The “worse” predictor makes $83. The “better” predictor loses $26. Because expected value is not about being right. It is about what you gain when you are right versus what you lose when you are wrong.

The Flat Bet Problem

There is a second issue compounding all of this. Every single trade was a flat $5.00 regardless of the entry price. A trade at $0.91 (where there is a plausible mathematical edge) got the same $5.00 as a trade at $0.999 (where there is literally no edge at all and you are risking $5.00 for half a penny of upside).

No professional operation works this way. Position sizing should scale with your edge. If you have no edge, you should not trade at all. If you have a small edge, bet small. If you have a large edge, bet larger. The bot treated every opportunity identically, which meant it was throwing full stakes at trades where the math said it should be sitting on its hands.

What Comes Next

So where does this leave the project? The signal generation is genuinely good. Predicting short term BTC direction with 90%+ accuracy is not nothing. The infrastructure is solid. The execution pipeline works.

What is broken is the decision layer on top of it. The bot needs to understand when it has an actual mathematical edge versus when it is just confirming what the market already knows. It needs to size positions based on that edge instead of throwing flat bets. And there are structural opportunities in these markets that do not require predicting direction at all.

That is where the project is heading. Away from “predict the winner and bet on it” and toward quantitative strategies that exploit the actual mechanics of how these markets work. Edge based position sizing, structural inefficiency scanning, and a complete rethinking of when and why a trade should be placed.

The 90% win rate proved the signal works. The expected value math showed exactly where to take it next.

Key Takeaways

Expected value is not accuracy. A trade is only profitable if your win rate exceeds the break even rate implied by your entry price. At $0.96, you need 96%+ accuracy. At $0.80, you only need 80%+. Lower confidence entries can be far more profitable.

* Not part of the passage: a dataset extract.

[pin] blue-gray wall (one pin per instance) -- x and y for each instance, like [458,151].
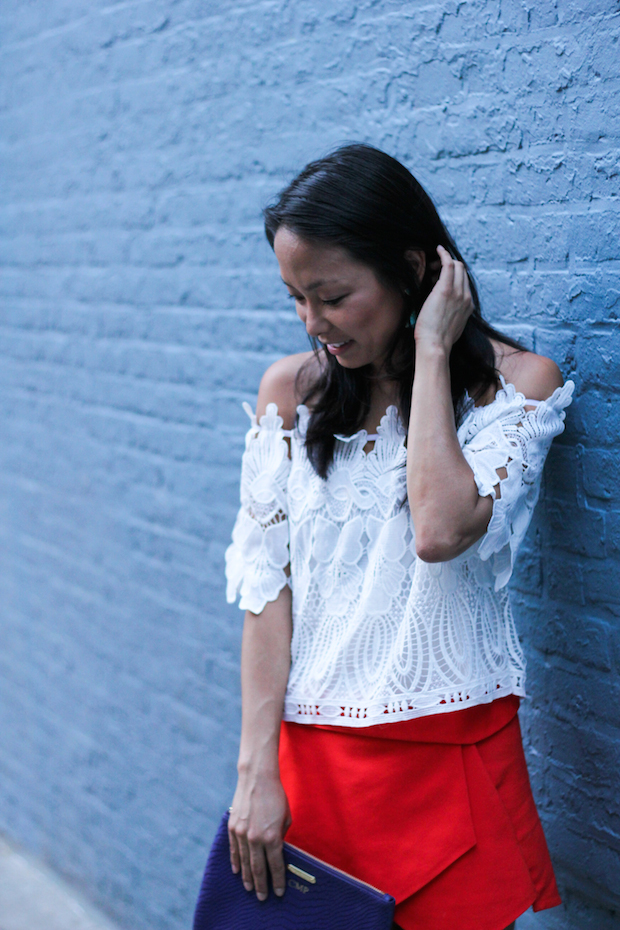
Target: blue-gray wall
[139,306]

The market prices in certainty. If something is “obviously” going to happen, the price already reflects that. Buying at $0.96 means the market agrees with you. There is no edge in consensus.

Position sizing is not optional. Flat betting with no regard for edge is a slow bleed. The size of each bet should be a function of how much edge you actually have on that specific trade.

Asymmetric risk will eat you alive. When your average win is $0.19 and your average loss is $5.00, you cannot afford to be wrong even once out of twenty six times. Three losses in 32 trades sounds like nothing. It was everything.

Accuracy got me to 90%. Expected value is what will get me to profitability.